Sakuta sent the book back.
Rio took a bite of squid, unconcerned.
“Light is the key. Light strikes objects, and the light reflecting off them enters our eyes, allowing us to perceive colors and shapes. In darkness, without light, we can’t see a thing.”
“Reflections…”
“If that isn’t making sense, think of sound instead. Like how dolphins communicate with sound waves.”
“You mean…how they measure distance by judging how sound waves reflect off things?”
“Yes. They can even tell the shape of objects. Just like a ship’s sonar. It can be hard to picture with light because we’re only really conscious of light hitting our eyes when it’s really bright.”
“Huh.”
“But glass is translucent and doesn’t reflect light, so it’s harder to see.”
“Ohhh, yeah. That’s true.”
Did that mean light wasn’t reaching Mai for some reason? For a movie star on hiatus, that phrasing just sounded spiteful.
Sakuta wondered if he should consider the idea that, like colorless, translucent glass, Mai’s body wasn’t reflecting light. Sadly, even if that were the case, it still left a lot of things unexplained.
Like people not hearing her voice. Or how some could see her while others couldn’t. Her situation seemed much more complicated.

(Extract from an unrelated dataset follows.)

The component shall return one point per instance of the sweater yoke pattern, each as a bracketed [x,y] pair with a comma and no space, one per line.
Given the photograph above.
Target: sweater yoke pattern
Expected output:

“Well, I think that helped.”
“Really?” Rio asked, deeply suspicious.
“Futaba, you think I’m an idiot, right?”
“No.”
“Then you think I’m a mega idiot?”
“You know exactly what I’m trying to say, but you waste time asking anyway. It’s obnoxious.”
“So harsh.”
“I think you can take a hint, but you’re obnoxious enough to pretend you can’t.”
“Okay, I’m sorry! Please, no more barbs!”
“The way you wriggle out of it like that is even worse.”